Opened at 2007-07-08T08:30:14Z
Closed at 2007-07-16T20:45:43Z
#80 closed defect (fixed)
storage format is awfully inefficient for small shares
Reported by: | warner | Owned by: | warner |
---|---|---|---|
Priority: | major | Milestone: | 0.5.0 |
Component: | code | Version: | 0.4.0 |
Keywords: | storage | Cc: | |
Launchpad Bug: |
Description
Eventually we're going to need to revisit our StorageServer? implementation. The current approach stores each share in a separate directory, puts the share itself in 'data' and puts the other metadata in its own files. This results in about 7 files per share.
This approach is nice and simple and understandable and browsable, but not particularly efficient (at least under ext3). For a 20-byte share (resulting from a 476-byte file), the directory appears to consume about 33kB, and the parent directory (which holds 58 such shares for the same file) appears to consume 2MB. This is probably just the basic disk-block quantization that most filesystems suffer from. Lots of small files are expensive.
Testing locally, it looks like concatenating all of the files for a single (884-byte) share reduces the space consumed by that share from 33kB to 8.2kB. If we move that file up a level, so that we don't have a directory-per-share, just one file-per-share, then the space consumed drops to 4.1kB.
So I'm thinking that in the medium term, we either need to move to reiserfs (which might handle small files more efficiently) or change our StorageServer? to try and put all the data in a single file, which means committing to some of the metadata and pre-allocating space for it in the sharefile.
Attachments (2)
Change History (12)
comment:1 Changed at 2007-07-08T15:55:20Z by warner
comment:2 Changed at 2007-07-08T16:17:24Z by warner
Oh, and the tahoe-storagespace munin plugin stops working with that many directories. I rewrote it to use the native /usr/bin/du program instead of doing the directory traversal in python, and it still takes 63 seconds to measure the size of all three storageservers on testnet, which is an order of magnitude more than munin will allow before it gives up on the plugin (remember these get run every 5 minutes). It looks like three storageservers-worth of share directories is too large to fit in the kernel's filesystem cache, so measuring all of them causes thrashing. (in contrast, measuring just one node's space takes 14s the first time and just 2s each time thereafter).

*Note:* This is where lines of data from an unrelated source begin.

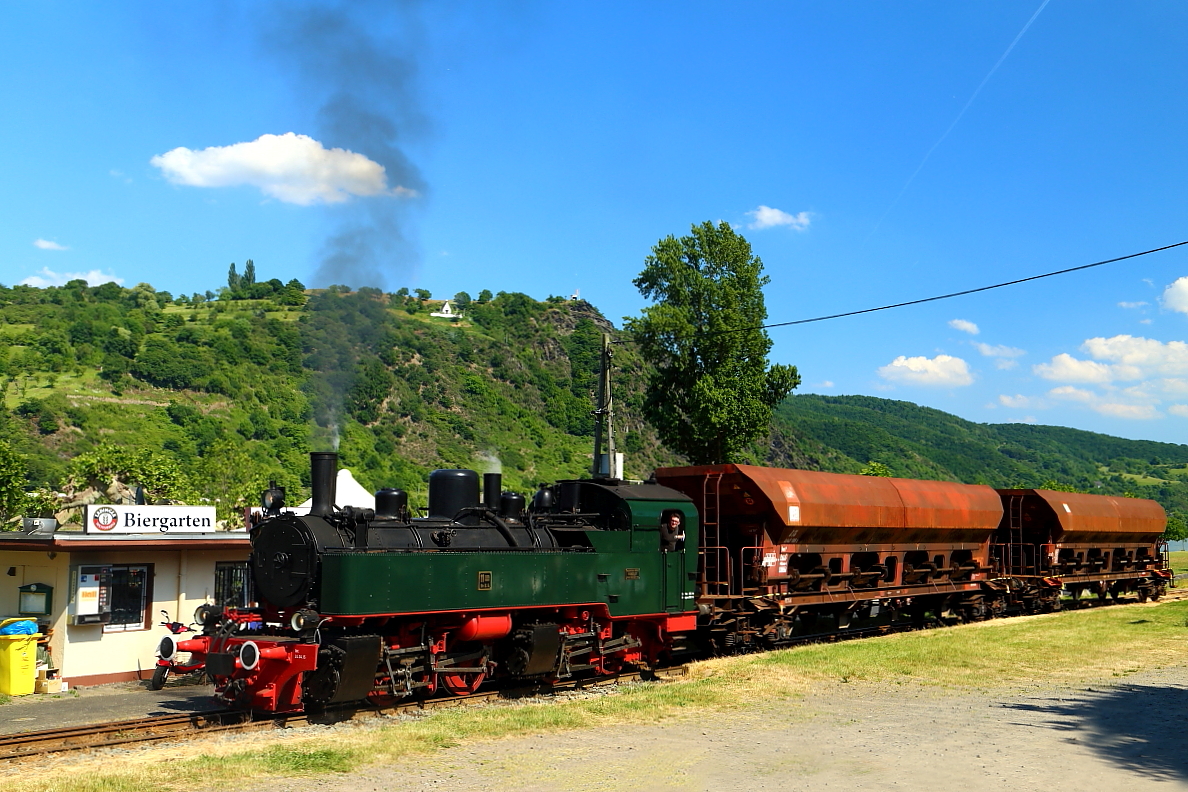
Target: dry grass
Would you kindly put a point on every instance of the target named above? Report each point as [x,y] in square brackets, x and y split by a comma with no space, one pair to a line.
[1179,561]
[1062,648]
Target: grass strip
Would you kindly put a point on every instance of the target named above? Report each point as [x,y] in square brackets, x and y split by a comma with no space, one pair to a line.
[1057,648]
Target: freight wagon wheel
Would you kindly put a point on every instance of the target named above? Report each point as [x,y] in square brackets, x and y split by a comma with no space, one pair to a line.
[158,677]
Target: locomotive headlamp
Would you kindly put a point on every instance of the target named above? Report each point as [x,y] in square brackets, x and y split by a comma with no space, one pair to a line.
[248,656]
[206,614]
[273,499]
[304,620]
[168,648]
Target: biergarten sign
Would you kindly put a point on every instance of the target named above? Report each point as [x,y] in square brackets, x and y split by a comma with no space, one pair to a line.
[150,519]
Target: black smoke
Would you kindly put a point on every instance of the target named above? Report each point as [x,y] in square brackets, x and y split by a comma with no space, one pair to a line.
[358,63]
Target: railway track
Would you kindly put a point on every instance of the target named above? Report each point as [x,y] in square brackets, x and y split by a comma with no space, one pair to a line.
[119,733]
[168,727]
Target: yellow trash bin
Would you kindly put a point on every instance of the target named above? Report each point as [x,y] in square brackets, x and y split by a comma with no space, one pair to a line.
[18,664]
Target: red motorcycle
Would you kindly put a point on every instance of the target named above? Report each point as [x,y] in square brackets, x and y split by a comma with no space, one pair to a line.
[168,653]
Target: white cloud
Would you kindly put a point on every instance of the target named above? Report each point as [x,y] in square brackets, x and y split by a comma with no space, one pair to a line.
[965,327]
[998,350]
[769,217]
[1066,368]
[941,371]
[1129,411]
[290,168]
[50,278]
[1138,404]
[1017,401]
[1004,356]
[1175,297]
[1069,393]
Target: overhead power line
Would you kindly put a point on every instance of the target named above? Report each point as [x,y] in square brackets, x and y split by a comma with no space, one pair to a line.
[960,293]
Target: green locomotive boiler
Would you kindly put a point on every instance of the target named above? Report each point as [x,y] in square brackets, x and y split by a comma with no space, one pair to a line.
[588,577]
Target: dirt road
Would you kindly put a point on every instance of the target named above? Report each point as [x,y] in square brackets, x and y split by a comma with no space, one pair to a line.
[1106,737]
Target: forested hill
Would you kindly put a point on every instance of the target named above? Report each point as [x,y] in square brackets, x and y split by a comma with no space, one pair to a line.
[845,433]
[209,397]
[212,398]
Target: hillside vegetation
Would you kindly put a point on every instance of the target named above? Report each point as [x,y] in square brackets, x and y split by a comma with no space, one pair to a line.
[845,433]
[212,396]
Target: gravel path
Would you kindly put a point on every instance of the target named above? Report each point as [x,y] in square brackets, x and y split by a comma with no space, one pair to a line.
[1106,737]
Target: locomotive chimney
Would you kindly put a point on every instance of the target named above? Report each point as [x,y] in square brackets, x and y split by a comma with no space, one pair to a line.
[492,485]
[323,468]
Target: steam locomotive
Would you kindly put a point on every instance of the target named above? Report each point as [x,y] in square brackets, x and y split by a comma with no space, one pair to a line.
[582,581]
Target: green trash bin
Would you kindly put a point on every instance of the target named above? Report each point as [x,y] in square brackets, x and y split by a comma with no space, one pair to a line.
[18,663]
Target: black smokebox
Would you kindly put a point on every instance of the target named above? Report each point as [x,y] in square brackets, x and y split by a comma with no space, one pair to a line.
[323,468]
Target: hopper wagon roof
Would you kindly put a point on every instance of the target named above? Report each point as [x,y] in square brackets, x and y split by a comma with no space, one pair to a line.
[815,499]
[1080,513]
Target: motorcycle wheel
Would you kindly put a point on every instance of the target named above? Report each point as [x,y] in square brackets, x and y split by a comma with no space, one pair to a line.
[158,677]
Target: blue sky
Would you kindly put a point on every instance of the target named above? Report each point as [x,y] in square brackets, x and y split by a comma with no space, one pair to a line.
[545,147]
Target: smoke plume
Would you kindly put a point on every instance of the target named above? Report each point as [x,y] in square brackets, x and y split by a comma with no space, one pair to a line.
[359,62]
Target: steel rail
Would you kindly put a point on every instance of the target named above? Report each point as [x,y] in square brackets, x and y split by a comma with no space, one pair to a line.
[25,745]
[117,733]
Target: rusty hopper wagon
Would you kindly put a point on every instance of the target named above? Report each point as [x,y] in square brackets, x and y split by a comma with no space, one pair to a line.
[782,549]
[377,603]
[1095,544]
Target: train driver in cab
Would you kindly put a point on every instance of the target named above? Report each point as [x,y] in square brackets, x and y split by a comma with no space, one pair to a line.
[671,532]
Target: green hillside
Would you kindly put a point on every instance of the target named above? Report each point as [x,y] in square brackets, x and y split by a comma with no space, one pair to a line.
[196,398]
[209,397]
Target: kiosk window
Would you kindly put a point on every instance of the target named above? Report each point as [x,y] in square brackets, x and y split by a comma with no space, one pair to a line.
[130,599]
[233,584]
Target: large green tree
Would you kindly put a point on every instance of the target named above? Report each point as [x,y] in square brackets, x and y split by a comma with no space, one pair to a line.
[712,391]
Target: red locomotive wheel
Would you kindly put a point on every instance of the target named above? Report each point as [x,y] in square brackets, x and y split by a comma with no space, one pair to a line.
[463,684]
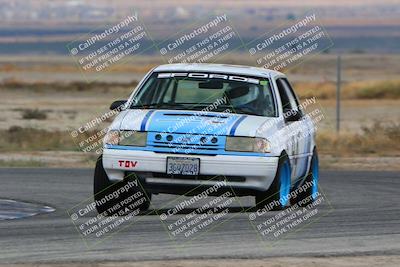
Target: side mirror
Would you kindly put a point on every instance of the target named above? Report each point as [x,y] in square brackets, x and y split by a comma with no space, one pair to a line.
[117,104]
[291,115]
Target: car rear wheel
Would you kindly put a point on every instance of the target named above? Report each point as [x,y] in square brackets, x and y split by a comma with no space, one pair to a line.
[105,191]
[277,196]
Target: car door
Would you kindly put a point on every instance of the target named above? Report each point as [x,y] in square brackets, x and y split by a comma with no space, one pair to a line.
[293,130]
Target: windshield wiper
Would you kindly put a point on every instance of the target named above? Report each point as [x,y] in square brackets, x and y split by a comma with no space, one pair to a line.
[158,105]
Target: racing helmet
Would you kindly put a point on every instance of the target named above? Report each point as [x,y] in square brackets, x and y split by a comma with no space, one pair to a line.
[242,94]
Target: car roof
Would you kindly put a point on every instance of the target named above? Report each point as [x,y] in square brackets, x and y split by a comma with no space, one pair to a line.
[218,68]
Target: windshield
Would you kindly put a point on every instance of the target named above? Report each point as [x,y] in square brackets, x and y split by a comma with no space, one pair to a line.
[196,91]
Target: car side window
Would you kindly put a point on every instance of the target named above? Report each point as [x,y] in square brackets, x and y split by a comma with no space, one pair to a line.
[289,100]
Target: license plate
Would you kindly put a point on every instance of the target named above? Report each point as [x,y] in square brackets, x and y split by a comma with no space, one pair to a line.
[183,166]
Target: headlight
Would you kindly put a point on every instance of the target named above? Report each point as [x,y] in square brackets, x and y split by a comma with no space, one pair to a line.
[247,144]
[126,138]
[111,138]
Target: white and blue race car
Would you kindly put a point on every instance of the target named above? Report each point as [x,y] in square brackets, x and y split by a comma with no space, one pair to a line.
[187,126]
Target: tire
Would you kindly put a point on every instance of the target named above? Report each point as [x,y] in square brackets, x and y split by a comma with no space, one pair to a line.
[103,187]
[310,194]
[274,198]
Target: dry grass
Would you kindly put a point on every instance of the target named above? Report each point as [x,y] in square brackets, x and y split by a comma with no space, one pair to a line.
[376,140]
[351,90]
[34,114]
[30,139]
[77,86]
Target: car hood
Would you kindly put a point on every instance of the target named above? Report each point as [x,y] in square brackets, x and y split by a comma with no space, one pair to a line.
[195,122]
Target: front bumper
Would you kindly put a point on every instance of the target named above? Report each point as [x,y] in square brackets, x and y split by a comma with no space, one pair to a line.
[259,172]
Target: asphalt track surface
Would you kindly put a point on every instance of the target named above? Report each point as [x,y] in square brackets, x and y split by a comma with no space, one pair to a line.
[361,216]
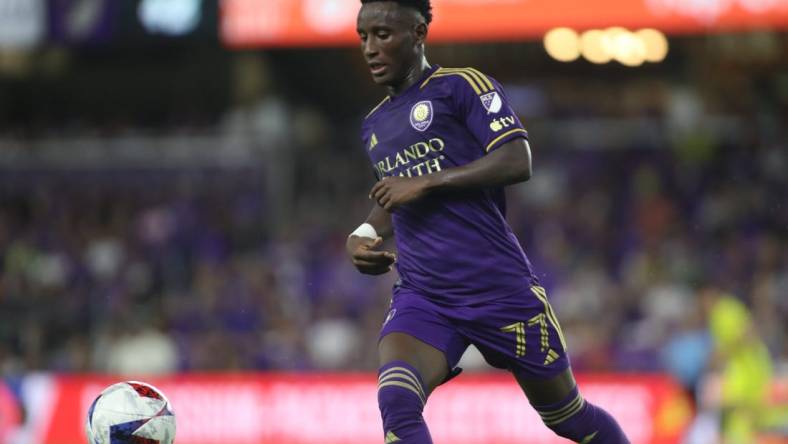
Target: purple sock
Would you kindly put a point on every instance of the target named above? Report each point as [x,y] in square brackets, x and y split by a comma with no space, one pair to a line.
[401,397]
[580,421]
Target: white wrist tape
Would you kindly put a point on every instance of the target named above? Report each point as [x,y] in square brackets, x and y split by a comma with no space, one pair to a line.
[365,230]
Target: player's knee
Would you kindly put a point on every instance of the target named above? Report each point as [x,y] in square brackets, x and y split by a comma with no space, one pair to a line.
[401,392]
[579,421]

So the reason that the storage space graph is currently broken is because the munin plugin can't keep up.
comment:3 Changed at 2007-07-12T18:59:37Z by warner
Zooko and I did some more analysis:
- at the moment, each file is encoded into 100 shares, regardless of how many nodes are present in the mesh at that time
- for small files (less than 2MB) each share has 846 bytes of overhead.
- each share is stored in a separate directory, in 7 separate files (of which the actual share data is one, the uri_extension is a second, and the various hashes and pieces of metadata are others)
- on most filesystems (i.e. ext3), each file and directory consumes at minimum a single disk block
- on filesystems that are larger than a few gigabytes, each disk block is 4096 bytes
- as a result, in the 0.4.0 release, each share consumes a minimum of 8*4096=32768 bytes.
- for tiny files, 1 of these bytes is share data, 846 is validation overhead, and 31921 are filesystem quantization lossage
- so for small files, we incur 1511424 (1.5MB) of disk usage per file (totalled across all 100 shares, on all the blockservers). This usage is constant for filesizes up to about 100kB.
Our plans to improve this:
- #84: produce fewer shares in small networks, by having the introducer suggest 3-of-10 instead of 25-of-100 by default, for a 10x improvement
- #85: store shares in a single file rather than 7 files and a directory, for an 8x improvement
- #81: implement LIT uris, which hold the body of the file inside the URI. To measure the improvement of this we need to collect some filesize histograms from real disk images.
- (maybe) #87: store fewer validation hashes in each share, to reduce that 846-byte overhead to 718 bytes.
Our guess is that this will reduce the minimum space consumed to 40960 bytes (41kB), occuring when the filesize is 10134 (10kB) or smaller.
The URI:LIT fix will cover the 0-to-80ish byte files efficiently. It may be the case that we just accept the overhead for 80-to-10134 byte files, or perhaps we could switch to a different algorithm (simple replication instead of FEC?) for those files. We'll have to run some more numbers and look at the complexity burden first.
comment:4 Changed at 2007-07-12T18:59:55Z by warner
- Milestone changed from undecided to 0.5.0
- Owner changed from somebody to warner
comment:5 Changed at 2007-07-14T00:30:37Z by warner
I've fixed the main problems here. My plan is to do some more tests, measure the current overhead (and record the results here), then close this ticket. #87 is a future change, since we want to retain the validation for a while, until we feel super-confident about the intermediate steps.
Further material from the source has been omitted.